Quentin Peel in The Financial Times on why Vladimir Putin has underestimated German Chancellor Angela Merkel. Peel contends that after the Russian invasion of Crimea, Merkel began systematically unifying the European Union in an effort to mount a response. "When the 28 EU member states agreed to impose tougher sanctions on Russia last month because of Moscow’s support for armed separatists in the Ukrainian civil war, the decision was greeted with shock in the Kremlin. Mr Putin had expected the German chancellor to resist taking any action that would seriously affect German exporters... He was wrong. The sanctions package was driven by Berlin.

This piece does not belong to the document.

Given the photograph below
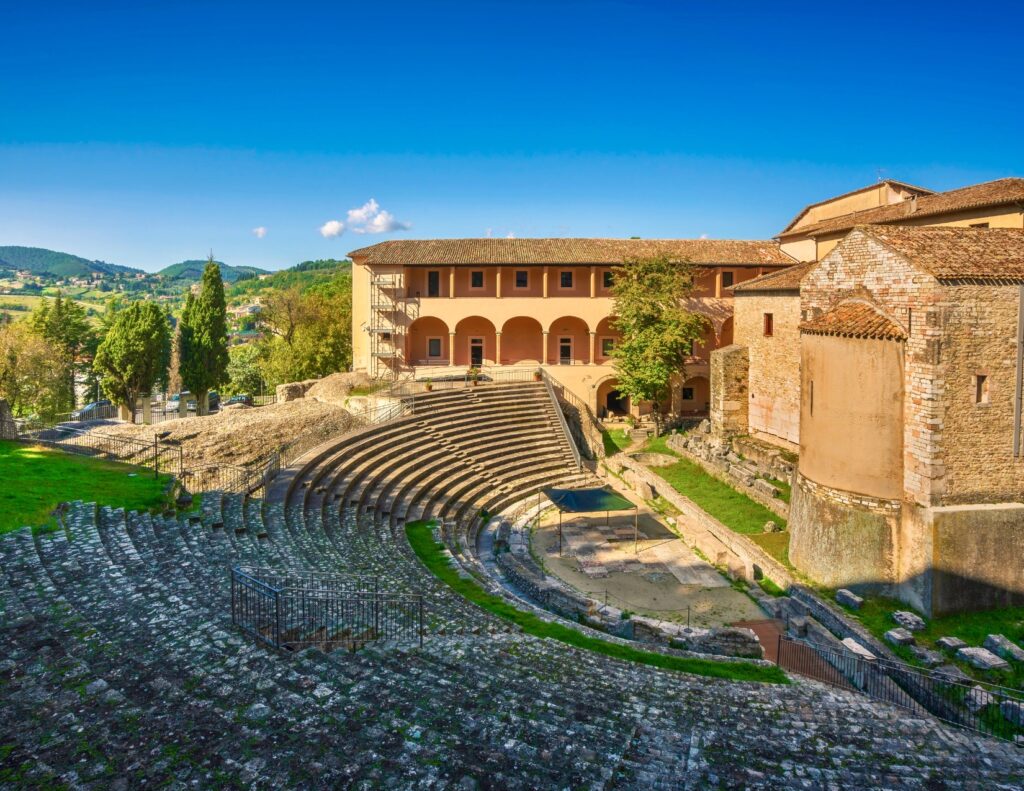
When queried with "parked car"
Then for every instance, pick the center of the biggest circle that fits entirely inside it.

Central to German policy, led Ms Merkel and Frank-Walter Steinmeier, foreign minister, was determination to maintain a united European front." Peel suggests that Merkel's pragmatic approach to the crisis in Ukraine caught Putin off guard. "There is certainly no enthusiasm in Germany for 'putting boots on the ground'. On that score, Mr Putin is right to think Berlin is not prepared to intervene militarily in Ukraine. But he is wrong to think that means doing nothing... Mr Putin may have misread Ms Merkel because her instinct is to wait and see. She is a pragmatist who looks for solutions to problems, and eschews ideology."